Ich habe das Buch im Rahmen einer Leserunde gelesen und es war auch mein erstes Buch von Dani Atkins.

Zuallererst muss ich sagen, dass ich den Schreibstil sehr angenehm und flüssig fand. ...

enthält Spoiler

Ich habe das Buch im Rahmen einer Leserunde gelesen und es war auch mein erstes Buch von Dani Atkins.

Zuallererst muss ich sagen, dass ich den Schreibstil sehr angenehm und flüssig fand. Man ist dadurch ziemlich schnell durch die Geschichte gekommen.

Das Grundkonzept des Buches hat mich sehr gecatched.

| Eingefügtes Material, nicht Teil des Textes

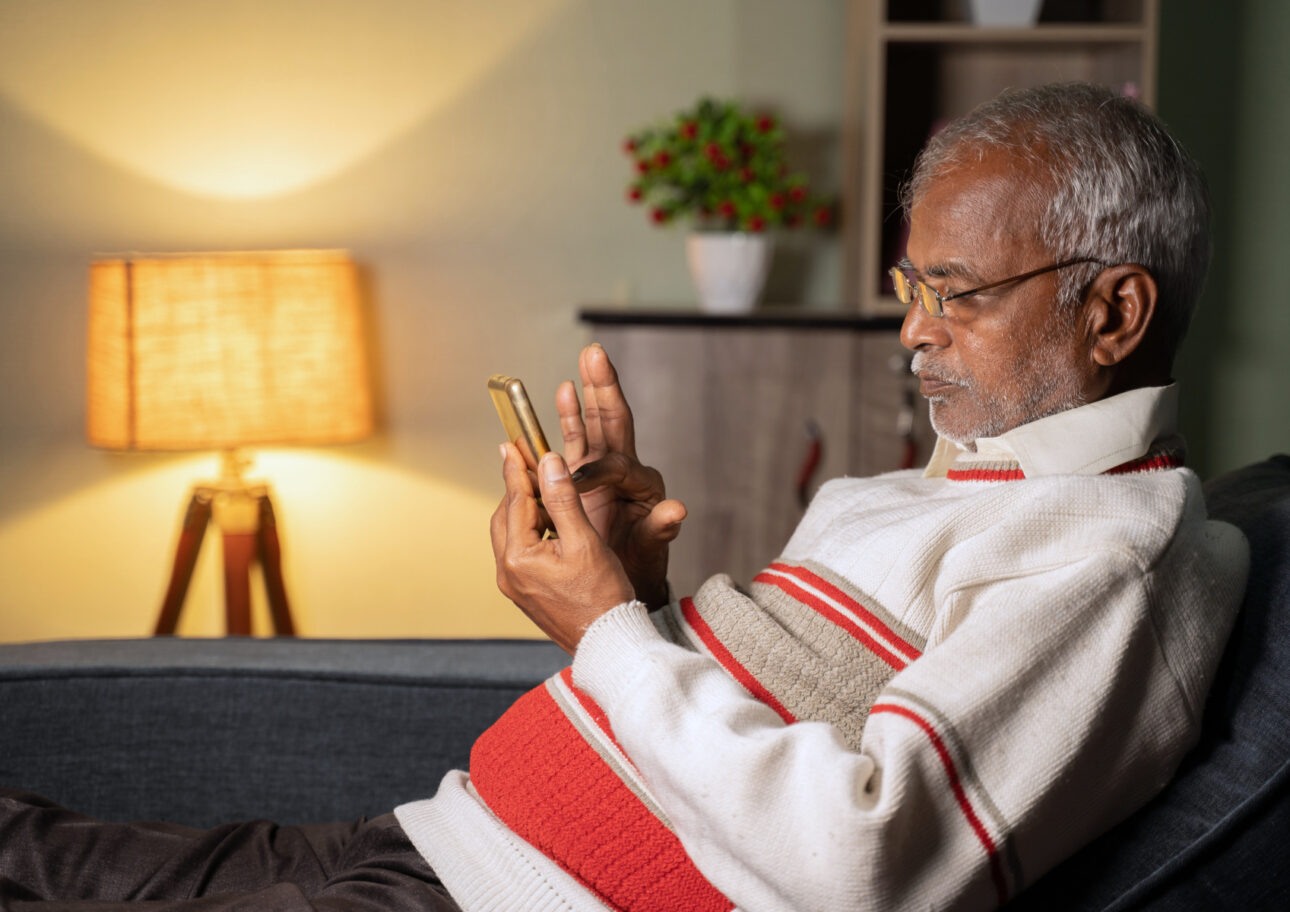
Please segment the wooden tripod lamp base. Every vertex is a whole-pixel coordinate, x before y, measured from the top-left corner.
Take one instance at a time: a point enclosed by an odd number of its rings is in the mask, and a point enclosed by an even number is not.
[[[268,485],[243,480],[245,467],[235,451],[224,454],[224,471],[219,481],[192,489],[184,511],[174,568],[166,586],[155,636],[172,636],[179,624],[197,552],[206,528],[214,522],[223,539],[224,556],[224,623],[231,636],[250,636],[250,569],[261,565],[268,609],[277,636],[295,636],[292,610],[283,583],[283,551],[277,539],[277,521]]]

Letztendlich war bereits von Anfang an klar, dass sich Lexi in den "fiktiven Ehemann" ihrer Schwester verlieben würde und die beiden die Beziehung geheim halten würden, weil Lexi ihre Schwester nicht verletzen möchte. Ich hätte mir an dieser Stelle viel mehr Spannung gewünscht - diese hat jedoch vor allem dadurch nachgelassen, weil es hauptsächlich um Lexi und immer weniger um Amelias Unfall ging. Zwar erwähnte Lexi immer wieder ihre Schwester, allerdings wurde Amelias wahre Gefühlswelt kaum deutlich (bis auf die ständige Wiederholung, dass ihr Ehemann doch mal endlich auftauchen müsste).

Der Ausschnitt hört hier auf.